In [1]:
import warnings
warnings.filterwarnings(action="ignore")
import numpy as np
import pandas as pd
from tqdm import tqdm
from sklearn.decomposition import IncrementalPCA

In [2]:
# Parameters
input_file_train = '../data/v8.2/progress.txt'  # Path to your large file
padding = 10
batch_size = 1000                       # Number of samples per batch to load
n_components = 30                        # Number of principal components
# Parámetros
test_file_test = '../data/v8.2/progress2.txt'  # Ruta a tu archivo de test

# Once fitted, transform the entire dataset
transformed_train_data = []

# Transformar los datos del conjunto de test usando el PCA ajustado previamente
transformed_test_data = []

In [3]:
max_len = 0
# Read data in batches and fit IPCA
with open(input_file_train, 'r') as f:
    line = f.readline()
    max_len= max(max_len, len([float(x) for x in line.strip().split(',')]))

# Read data in batches and fit IPCA
with open(test_file_test, 'r') as f:
    line = f.readline()
    max_len= max(max_len, len([float(x) for x in line.strip().split(',')]))
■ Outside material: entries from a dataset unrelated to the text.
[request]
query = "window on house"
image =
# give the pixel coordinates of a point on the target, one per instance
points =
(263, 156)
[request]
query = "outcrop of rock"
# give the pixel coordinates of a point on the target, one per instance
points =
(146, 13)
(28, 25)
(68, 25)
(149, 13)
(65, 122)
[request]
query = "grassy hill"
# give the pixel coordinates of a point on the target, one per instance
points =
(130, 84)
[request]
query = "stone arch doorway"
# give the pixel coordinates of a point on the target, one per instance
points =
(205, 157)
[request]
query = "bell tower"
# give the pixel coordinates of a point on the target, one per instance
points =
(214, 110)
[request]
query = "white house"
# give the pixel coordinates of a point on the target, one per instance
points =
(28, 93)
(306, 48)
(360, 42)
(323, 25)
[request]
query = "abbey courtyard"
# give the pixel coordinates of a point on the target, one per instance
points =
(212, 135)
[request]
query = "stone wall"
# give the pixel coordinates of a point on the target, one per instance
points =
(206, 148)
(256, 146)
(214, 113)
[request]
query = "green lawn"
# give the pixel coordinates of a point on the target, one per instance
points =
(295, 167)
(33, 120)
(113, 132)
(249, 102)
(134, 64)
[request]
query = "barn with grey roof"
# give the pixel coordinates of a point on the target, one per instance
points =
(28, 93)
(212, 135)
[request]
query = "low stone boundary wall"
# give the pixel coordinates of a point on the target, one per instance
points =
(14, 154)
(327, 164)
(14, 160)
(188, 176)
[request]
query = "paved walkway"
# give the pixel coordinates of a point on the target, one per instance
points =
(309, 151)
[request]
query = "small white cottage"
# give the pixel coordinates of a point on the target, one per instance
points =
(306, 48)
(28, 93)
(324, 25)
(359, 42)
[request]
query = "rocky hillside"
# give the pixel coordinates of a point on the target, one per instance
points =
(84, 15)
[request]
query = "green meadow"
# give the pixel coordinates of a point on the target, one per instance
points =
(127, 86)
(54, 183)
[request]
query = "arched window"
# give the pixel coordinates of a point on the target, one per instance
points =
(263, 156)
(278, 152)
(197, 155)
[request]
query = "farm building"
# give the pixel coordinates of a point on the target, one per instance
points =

max_len = max_len + padding

In [4]:
max_len

229899

In [5]:
# Initialize IPCA
ipca = IncrementalPCA(n_components=n_components)

# Read data in batches and fit IPCA
with open(input_file_train, 'r', encoding='utf-8') as f:
    while True:
        data = []
        # Read batch_size lines from the file
        for _ in range(batch_size):
            line = f.readline()
            if not line:
                break
            line = line.replace('\x13', '')  # Remove specific problematic character
            data.append([float(x) for x in line.strip().split(',')])
        
        if not data:
            break
        
        # Pad each row with zeros on the left to match the maximum length
        padded_data = [([0] * (max_len - len(row)) + row) for row in data]

        # Convert to a numpy array
        padded_data = np.array(padded_data)

        # Incrementally fit the model
        ipca.partial_fit(padded_data)

with open(input_file_train, 'r', encoding='utf-8') as f:
    while True:
        data = []
        for _ in range(batch_size):
            line = f.readline()
            if not line:
                break
            line = line.replace('\x13', '')  # Remove specific problematic character
            data.append([float(x) for x in line.strip().split(',')])
        
        if not data:
            break
        
        # Pad each row with zeros on the left to match the maximum length
        padded_data = [([0] * (max_len - len(row)) + row) for row in data]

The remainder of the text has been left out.